Whether or not this case leads in victory for Mr Schrems, it's pretty clear that there is a hugely powerful constituency of people who agree that the European Commission cannot be the supervisor of substantial questions about what is or is not adequate. The Commission is a political institution, not independent enough or close enough to the facts in individual cases, so it can't provide the quality of supervision that's needed. Whatever it does will always be tainted by political considerations and remoteness and therefore susceptible to challenge (indeed, the Commission's track record on defending legal challenges to its big positions on data protection has been awful, i.e., PNR transfers to the U.S. and the Data Retention Directive so far). Therefore, we turn to the national regulators. But if they hide behind the Commission, they're susceptible to challenge, as Mr Schrems has proved beyond any doubt.
So, at that point the supervisors become the citizen and the judiciary. In this environment, where businesses are under determined challenge, supervision is an adversarial process, pure and simple. To win the argument you have to know your case, be able to prove it and then actually argue it. In a transfer situation to the U.S., if you are a business under challenge, what's your real case on adequacy? Your case - not the Commission's or the regulators - your case. In a factual sense, how do you prove adequacy? What are you going to say? "We're in Safe Harbour", or "we've got a BCR", or "we're using Model Clauses" are not the correct answers in a real challenge!

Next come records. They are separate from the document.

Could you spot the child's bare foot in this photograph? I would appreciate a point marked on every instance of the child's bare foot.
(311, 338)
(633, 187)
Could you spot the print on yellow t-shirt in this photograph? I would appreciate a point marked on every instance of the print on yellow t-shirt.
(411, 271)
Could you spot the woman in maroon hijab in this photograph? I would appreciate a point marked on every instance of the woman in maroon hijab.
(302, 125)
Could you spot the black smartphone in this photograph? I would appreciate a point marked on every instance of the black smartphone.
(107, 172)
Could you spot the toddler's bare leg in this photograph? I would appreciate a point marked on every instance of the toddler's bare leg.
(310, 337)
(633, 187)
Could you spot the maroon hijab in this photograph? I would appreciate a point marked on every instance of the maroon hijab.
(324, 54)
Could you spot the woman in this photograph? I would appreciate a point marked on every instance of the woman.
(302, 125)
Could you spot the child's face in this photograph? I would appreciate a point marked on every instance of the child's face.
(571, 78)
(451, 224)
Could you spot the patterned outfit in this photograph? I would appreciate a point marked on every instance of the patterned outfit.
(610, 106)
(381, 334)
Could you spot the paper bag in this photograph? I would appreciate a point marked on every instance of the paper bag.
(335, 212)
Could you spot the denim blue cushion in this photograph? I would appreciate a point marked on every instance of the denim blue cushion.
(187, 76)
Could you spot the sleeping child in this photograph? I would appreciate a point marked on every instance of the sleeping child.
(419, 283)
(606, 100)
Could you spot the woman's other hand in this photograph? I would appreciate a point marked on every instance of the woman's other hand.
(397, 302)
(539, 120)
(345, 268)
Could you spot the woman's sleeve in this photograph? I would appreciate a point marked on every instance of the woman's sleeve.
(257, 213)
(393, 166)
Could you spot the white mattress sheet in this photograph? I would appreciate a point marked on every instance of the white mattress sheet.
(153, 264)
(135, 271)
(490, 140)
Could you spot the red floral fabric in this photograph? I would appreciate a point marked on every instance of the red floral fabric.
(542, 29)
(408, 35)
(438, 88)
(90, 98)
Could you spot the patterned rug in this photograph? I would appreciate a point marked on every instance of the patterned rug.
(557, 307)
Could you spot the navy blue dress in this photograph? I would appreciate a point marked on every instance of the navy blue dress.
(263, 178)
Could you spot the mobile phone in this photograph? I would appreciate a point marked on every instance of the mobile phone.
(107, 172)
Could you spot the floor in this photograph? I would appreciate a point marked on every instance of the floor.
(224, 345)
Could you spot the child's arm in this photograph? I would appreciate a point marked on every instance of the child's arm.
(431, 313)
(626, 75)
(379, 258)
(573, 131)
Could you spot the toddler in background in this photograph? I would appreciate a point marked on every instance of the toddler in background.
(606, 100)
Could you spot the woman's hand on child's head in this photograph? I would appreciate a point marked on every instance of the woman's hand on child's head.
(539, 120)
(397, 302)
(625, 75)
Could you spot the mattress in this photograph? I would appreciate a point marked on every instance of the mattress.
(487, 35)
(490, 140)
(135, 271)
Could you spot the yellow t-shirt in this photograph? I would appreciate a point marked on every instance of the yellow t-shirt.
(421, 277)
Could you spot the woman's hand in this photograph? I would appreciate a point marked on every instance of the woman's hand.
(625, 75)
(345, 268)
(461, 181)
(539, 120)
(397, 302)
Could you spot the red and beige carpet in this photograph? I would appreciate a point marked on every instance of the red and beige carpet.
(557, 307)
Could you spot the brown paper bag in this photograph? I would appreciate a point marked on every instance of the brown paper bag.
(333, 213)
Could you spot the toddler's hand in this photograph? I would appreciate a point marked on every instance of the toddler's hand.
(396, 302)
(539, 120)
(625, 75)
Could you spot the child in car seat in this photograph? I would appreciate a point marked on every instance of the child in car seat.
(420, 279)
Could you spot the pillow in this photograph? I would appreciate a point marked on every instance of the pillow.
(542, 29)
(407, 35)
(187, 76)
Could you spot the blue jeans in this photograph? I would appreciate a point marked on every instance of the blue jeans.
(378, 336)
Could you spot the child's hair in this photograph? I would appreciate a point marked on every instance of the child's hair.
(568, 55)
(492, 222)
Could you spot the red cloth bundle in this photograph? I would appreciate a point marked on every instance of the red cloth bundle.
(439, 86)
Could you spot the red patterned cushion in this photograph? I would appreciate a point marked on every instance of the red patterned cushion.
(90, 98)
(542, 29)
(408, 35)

My message to businesses is don't fall into the trap that the Irish regulator fell into. Figure out for yourselves whether you have a defensible, winning position, for international transfers and everything else that you judge matters to you, your customers and stakeholders. Create your own certainty by building your own adequacy. If you avoid the substantive arguments and stand simply on the prior points of view of others, you are limiting your right of defence. If the Irish regulator had investigated the case on the facts, what would he have discovered? Would he have found robust protections for privacy "on the ground"? If you're a business and you are confident that you have those protections in place, would you not want to run them at an early stage, before things get out of hand?
This needs a change of mind-set at the business side and perhaps even a clear-out of advisors, with replacements who will push businesses hard where required, not always saying yes, or standing on dogma or "thought leadership". You can create your own, real Safe Harbours, if you put your minds to it.
As for the GDPR, it is so stacked full of compromises, that intelligent people will be able to pull it apart if they want to. Think again about BCR. It's argued that they are a good alternative to Safe Harbour and they're trumpeted by the GDPR as a good place to go. But why is that? What actual proof do we have that BCRs are delivering better adequacy than Safe Harbour? Who is actually testing them? Some people say that BCR are a good idea because they give you a "regulatory seal of approval", but they don't. The regulators are not yet going into businesses to test them out. They provide no greater assurance of adequacy than Safe Harbour. If Safe Harbour is vulnerable, so is BCR. In a more micro sense, the Commission's draft of the GDPR is full of "delegated acts" provisions, whereby the power to state points of detail on data protection is delegated to the Commission. The vulnerability there is obvious.
The heavy lifting for data protection is only just beginning. It's about to get much harder. But that's the price of certainty and the price of processing personal data. Entities that do the heavy lifting will come out on top in most challenging situations.